I’ve come to dragonflies and damselflies rather late. Many birdwatchers know them well: after all, they fly, there’s a limited range of species, and their best time, in high summer, coincides with when it can be quiet in the bird world. But Odonata – that’s dragonflies and damselflies lumped together – are rather special on Norfolk’s marshes, so on my regular visits to NWT Thorpe Marshes I’ve been catching up.
Thorpe Marshes is rightly getting well-known as an easy place to see Norfolk Hawkers close to the city. But the commonest of the 17 dragons and damsel species we’ve found since the reserve was established in 2011 is easily the Common Blue Damselfly. It’s so common that it rather swamps the others and it’s all too easy to overlook similar species.

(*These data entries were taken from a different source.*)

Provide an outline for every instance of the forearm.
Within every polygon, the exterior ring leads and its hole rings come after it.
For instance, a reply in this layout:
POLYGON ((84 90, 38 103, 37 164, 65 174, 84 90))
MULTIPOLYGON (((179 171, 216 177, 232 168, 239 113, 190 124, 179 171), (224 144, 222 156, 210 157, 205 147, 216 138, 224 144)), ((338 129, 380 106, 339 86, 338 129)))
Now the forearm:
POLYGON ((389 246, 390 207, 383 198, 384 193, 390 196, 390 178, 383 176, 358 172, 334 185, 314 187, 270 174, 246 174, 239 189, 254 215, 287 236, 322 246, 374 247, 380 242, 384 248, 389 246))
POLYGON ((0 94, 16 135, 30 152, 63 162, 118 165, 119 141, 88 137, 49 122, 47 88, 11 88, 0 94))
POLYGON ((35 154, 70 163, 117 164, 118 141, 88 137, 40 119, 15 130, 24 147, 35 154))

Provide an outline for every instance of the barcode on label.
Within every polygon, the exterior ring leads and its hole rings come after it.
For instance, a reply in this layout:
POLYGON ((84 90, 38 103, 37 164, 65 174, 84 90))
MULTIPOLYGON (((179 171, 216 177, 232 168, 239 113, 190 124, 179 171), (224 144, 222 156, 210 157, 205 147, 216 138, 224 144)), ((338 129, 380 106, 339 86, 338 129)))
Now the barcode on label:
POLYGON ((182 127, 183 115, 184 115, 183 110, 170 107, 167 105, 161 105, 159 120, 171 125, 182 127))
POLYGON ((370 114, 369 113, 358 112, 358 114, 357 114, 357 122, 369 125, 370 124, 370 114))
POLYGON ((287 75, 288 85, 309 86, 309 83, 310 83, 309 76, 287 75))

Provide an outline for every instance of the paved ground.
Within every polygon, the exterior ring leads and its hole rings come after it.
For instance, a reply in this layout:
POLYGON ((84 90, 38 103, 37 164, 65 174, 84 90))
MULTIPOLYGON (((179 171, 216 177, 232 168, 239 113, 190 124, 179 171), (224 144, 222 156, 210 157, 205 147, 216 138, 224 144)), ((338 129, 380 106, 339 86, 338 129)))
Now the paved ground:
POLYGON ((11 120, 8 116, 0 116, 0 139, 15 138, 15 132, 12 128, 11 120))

|Azure Damselfly close-up, showing Coenagrion spur|
When Norfolk expert Pam Taylor told me she found Azure Damselflies here in 2013 that prompted me to search for them myself. They’ve been there in May, June and July this year and the photo is of one I crept up on. The close-up shows the ‘Coenagrion spur’ – the black line that abruptly stops part-way across the broad blue stripe on the thorax of this genus. They also strike me as slightly more delicate than Common Blue Damselflies and just a little less blue, for bright males, at least.
Another trick is to search lily pads on the tidal River Yare. Here there are often Red-eyed Damselflies alongside elegant, dancing Banded Agrions and the ubiquitous Common Blues.
Another recent find was Common Emerald Damselfly, rather green as the name suggests.